Glad bags! Gonna send it to Mars, to Jupiter, and the rings of Saturn! We’re gonna have clean air and we’re gonna have clean water and we’re gonna have it in SIX MONTHS!”
The crowd was in paroxysms of joy. Johnny saw many people in the crowd who were almost killing themselves laughing, as Roger Chatsworth was presently doing.
“Fourth board! We’re gonna have all the gas and oil we need! We’re gonna stop playing games with these Ayrabs and get down to brass tacks! Ain’t gonna be no old people in New Hampshire turned into Popsicles this coming winter like there was last winter!”
This brought a solid roar of approval. The winter before an old woman in Portsmouth had been found frozen to death in her third-floor apartment, apparently following a turn-off by the gas company for nonpayment.
“We got the muscle, friends n neighbors, we can do it! Anybody out there think we can’t do it?”
“NO!” The crowd bellowed back.
“Last board,” Stillson said, and approached the metal cart. He threw back the hinged lid and a cloud of steam puffed out. “HOT DOGS!!”
He began to grab double handfuls of hot dogs from the cart, which Johnny now recognized as a portable steam table. He threw them into the crowd and went back for more. Hot dogs flew everywhere. “Hot dogs for every man, woman, and child in America! And when you put Greg Stillson in the House of Representatives, you gonna say HOT DOG! SOMEONE GIVES A RIP AT LAST!”

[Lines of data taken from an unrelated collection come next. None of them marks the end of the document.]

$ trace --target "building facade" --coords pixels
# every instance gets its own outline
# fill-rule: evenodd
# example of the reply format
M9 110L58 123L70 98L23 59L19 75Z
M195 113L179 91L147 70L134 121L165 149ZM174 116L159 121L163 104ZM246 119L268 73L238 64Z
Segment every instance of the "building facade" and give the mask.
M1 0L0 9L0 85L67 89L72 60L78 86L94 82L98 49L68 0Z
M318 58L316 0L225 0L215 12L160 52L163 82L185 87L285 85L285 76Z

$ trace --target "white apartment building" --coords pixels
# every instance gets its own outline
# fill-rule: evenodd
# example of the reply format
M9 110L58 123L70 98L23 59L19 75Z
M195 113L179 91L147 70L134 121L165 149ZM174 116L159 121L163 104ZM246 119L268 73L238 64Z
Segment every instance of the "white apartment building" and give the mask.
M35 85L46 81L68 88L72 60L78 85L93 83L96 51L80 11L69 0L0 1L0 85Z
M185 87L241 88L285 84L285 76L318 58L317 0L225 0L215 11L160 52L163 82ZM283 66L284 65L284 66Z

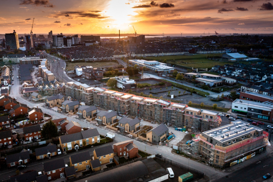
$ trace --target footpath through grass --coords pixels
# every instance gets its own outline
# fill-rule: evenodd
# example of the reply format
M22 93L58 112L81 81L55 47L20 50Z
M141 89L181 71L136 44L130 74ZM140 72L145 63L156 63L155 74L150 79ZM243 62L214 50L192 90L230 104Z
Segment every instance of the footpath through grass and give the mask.
M176 86L177 87L180 88L182 88L185 90L191 91L193 89L191 87L188 87L186 86L183 85L181 85L180 84L174 82L171 82L171 81L166 80L161 80L165 81L171 83L172 86ZM193 93L195 93L196 94L198 94L198 95L204 97L206 97L207 96L209 95L209 93L208 92L204 92L204 91L199 90L195 90L193 92Z

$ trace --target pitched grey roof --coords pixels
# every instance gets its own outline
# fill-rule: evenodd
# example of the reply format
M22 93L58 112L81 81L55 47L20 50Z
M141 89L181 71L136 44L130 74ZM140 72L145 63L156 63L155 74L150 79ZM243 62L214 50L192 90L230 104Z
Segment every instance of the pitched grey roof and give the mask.
M36 180L37 182L47 182L48 181L47 180L47 177L46 174L37 176L36 178Z
M65 170L65 175L66 177L74 175L76 174L74 166L66 167L64 169ZM37 182L38 182L37 181Z
M12 135L11 130L1 132L0 132L0 139L12 137Z
M27 127L24 127L23 128L23 133L24 134L26 134L39 132L41 130L41 126L39 124L37 124Z
M63 144L99 135L99 134L97 129L94 128L75 133L61 136L60 138L62 143Z
M78 104L80 104L80 102L77 100L73 101L73 102L69 102L67 104L67 105L68 105L68 106L69 107Z
M32 92L32 93L31 94L31 96L34 96L34 97L37 96L38 95L39 95L39 94L37 92Z
M129 118L128 118L122 117L122 118L121 118L121 119L119 121L118 121L118 123L121 123L121 124L125 124L131 120L132 120L132 119Z
M90 154L88 151L85 151L71 156L70 158L71 159L71 162L73 164L88 161L91 159Z
M51 171L65 167L64 161L63 158L58 159L55 160L51 160L47 162L43 163L44 170L45 172Z
M99 167L101 166L101 163L99 162L99 159L96 159L93 161L91 161L91 165L92 165L92 167L93 169Z
M155 128L153 128L151 131L153 131L154 134L157 136L159 136L168 130L168 128L165 125L164 123L161 124Z
M31 171L20 175L14 176L10 177L10 182L26 182L34 181L36 180L37 176L36 171ZM38 181L37 182L38 182Z
M46 154L48 152L52 153L54 152L57 152L57 148L55 144L35 149L35 154L36 156Z
M114 150L113 150L112 145L107 145L96 148L94 151L96 151L96 154L98 157L114 153Z
M25 159L29 158L29 151L16 153L7 156L7 163L9 164L12 162L18 162L20 159L24 160Z

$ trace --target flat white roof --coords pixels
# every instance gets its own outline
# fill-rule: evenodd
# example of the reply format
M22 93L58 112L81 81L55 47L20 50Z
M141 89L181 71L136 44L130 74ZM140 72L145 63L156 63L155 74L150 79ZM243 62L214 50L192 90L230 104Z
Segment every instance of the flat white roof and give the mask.
M205 114L210 114L211 115L217 115L217 113L215 113L215 112L212 112L212 111L210 111L208 110L204 110L202 112L202 113L204 113Z
M194 108L194 107L188 107L186 108L185 108L185 109L187 109L188 110L191 110L193 111L195 111L199 112L201 110L201 109L196 109L196 108Z
M133 97L131 98L131 99L134 99L134 100L143 100L143 98L142 97L136 97L136 96L134 96Z

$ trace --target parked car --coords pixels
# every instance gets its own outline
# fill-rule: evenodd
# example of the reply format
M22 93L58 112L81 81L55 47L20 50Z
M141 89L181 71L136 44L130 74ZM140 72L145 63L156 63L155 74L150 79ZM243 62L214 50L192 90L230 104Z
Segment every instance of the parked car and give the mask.
M25 169L26 167L26 166L25 165L20 165L17 166L17 169L20 170L21 169Z
M242 118L242 117L240 117L240 116L237 116L236 117L236 119L240 119L242 121L244 121L244 118Z
M264 175L263 176L263 178L264 179L267 179L271 177L271 175L270 175L270 174L269 173L268 173Z
M157 153L155 154L155 156L160 158L161 158L163 156L162 154L161 153Z
M259 124L256 122L252 122L252 123L251 123L251 124L253 124L253 125L255 125L256 126L258 126L259 125Z
M232 116L231 116L228 117L228 119L230 119L231 120L233 120L233 121L236 120L236 119L232 117Z

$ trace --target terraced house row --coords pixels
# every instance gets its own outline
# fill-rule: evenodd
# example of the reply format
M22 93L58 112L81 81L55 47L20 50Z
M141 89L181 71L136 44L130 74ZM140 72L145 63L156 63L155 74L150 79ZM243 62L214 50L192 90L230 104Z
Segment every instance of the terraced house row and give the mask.
M67 83L67 96L80 102L130 114L139 118L165 122L177 127L185 126L196 131L203 132L218 127L221 121L218 113L189 107L187 105L161 99L136 96L86 84L73 82Z

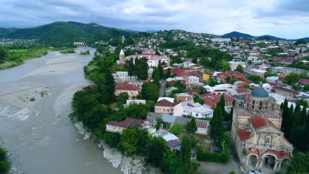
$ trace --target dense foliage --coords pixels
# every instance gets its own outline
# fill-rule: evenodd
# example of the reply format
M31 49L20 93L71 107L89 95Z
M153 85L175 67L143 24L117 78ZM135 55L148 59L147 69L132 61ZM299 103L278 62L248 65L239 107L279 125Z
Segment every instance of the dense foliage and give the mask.
M7 29L0 35L2 38L36 39L38 43L43 44L69 46L76 42L91 45L96 41L108 41L122 35L129 37L134 33L94 23L55 22L36 27Z
M11 164L8 161L7 152L0 148L0 173L7 173L10 167Z
M288 166L287 174L309 173L309 153L298 152L293 155Z
M309 151L309 114L306 111L306 102L304 102L302 109L300 104L298 102L295 109L293 104L288 107L286 100L281 104L283 118L281 128L294 148L305 152Z

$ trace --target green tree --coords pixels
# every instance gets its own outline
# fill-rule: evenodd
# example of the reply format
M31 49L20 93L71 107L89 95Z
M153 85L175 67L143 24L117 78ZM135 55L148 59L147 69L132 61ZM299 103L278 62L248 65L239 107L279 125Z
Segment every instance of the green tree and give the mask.
M147 158L149 162L156 167L161 164L164 155L169 151L166 141L162 137L154 137L147 144Z
M217 107L214 109L213 117L210 123L211 125L210 137L217 144L220 145L220 139L224 133L224 125L223 125L222 109L218 105L219 103L217 104Z
M160 96L160 88L154 83L143 83L141 94L143 99L152 100L156 102Z
M236 69L235 69L235 71L238 71L239 72L243 73L243 67L241 65L238 65Z
M148 105L143 104L132 103L117 112L119 121L122 121L128 117L137 119L145 119L149 110Z
M133 63L133 59L131 57L129 62L129 67L128 68L128 75L130 78L135 74L135 66Z
M224 61L221 61L219 62L219 66L223 71L231 71L231 67L230 64Z
M299 74L297 73L292 72L287 75L285 78L289 84L293 85L299 81Z
M191 162L191 141L190 138L183 135L180 144L179 157L182 164L190 164Z
M292 157L288 166L288 174L308 173L309 172L309 153L298 152Z
M136 152L138 139L136 129L125 129L120 135L120 139L125 151L128 154L131 155Z
M154 128L156 128L156 130L157 131L158 131L163 124L163 120L162 120L161 118L157 118L157 119L156 119L156 121Z
M164 72L163 72L163 68L162 67L162 65L161 63L161 60L160 59L159 60L159 63L158 64L158 69L159 70L159 72L160 74L160 79L164 77Z
M305 84L302 90L305 92L309 91L309 84Z
M129 94L128 93L122 92L118 96L118 102L121 104L127 103L127 100L129 100Z
M120 134L118 133L106 132L103 135L104 142L112 148L117 148L120 142Z
M166 78L169 78L171 77L171 69L169 68L167 69L167 72L166 72Z
M137 67L137 76L141 80L145 80L148 77L148 66L147 62L147 59L142 57L138 60L137 64L136 63L135 64Z
M173 125L170 130L170 132L174 135L177 136L183 129L183 126L180 125Z
M8 161L7 152L0 148L0 173L7 173L11 168L11 163Z
M191 121L188 122L187 125L186 125L186 130L191 134L197 131L196 122L195 122L195 118L194 117L192 117Z

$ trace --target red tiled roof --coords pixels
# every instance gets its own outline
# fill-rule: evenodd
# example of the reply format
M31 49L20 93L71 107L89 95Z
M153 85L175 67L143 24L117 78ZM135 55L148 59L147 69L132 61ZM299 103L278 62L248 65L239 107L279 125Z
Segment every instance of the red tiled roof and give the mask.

The picture changed. The podium was being dismantled by a crew of long-haired young men who looked like rock band roadies. Three more of them were cleaning up the litter the crowd had left behind. George Herman resumed: “Democratic candidate David Bowes calls Stillson a practical joker who is trying to throw a monkeywrench into the workings of the democratic process. Harrison Fisher is stronger in his criticism. He calls Stillson a cynical carnival pitchman who is playing the whole idea of the free election as a burlesquehouse joke. In speeches, he refers to independent candidate Stillson as the only member of the American Hot Dog party. But the fact is this: the latest CBS poll in New Hampshire’s third district showed David Bowes with twenty percent of the vote, Harrison Fisher with twenty-six-and maverick Greg Stillson with a whopping forty-two percent. Of course election day is still quite a way down the road, and things may change. But for now, Greg Stillson has captured the hearts—if not the minds—of New Hampshire’s third-district voters.”
The TV showed a shot of Herman from the waist up. Both hands had been out of sight. Now he raised one of them, and in it was a hot dog. He took a big bite.
“This is George Herman. CBS News, in Ridgeway. New Hampshire.”
Walter Cronkite came back on in the CBS newsroom, chuckling. “Hot dogs,” he said, and chuckled again. “And that’s the way it is ...”
Johnny got up and snapped off the set. “I just can’t believe that,” he said. “That guy’s really a candidate? It’s not a joke?”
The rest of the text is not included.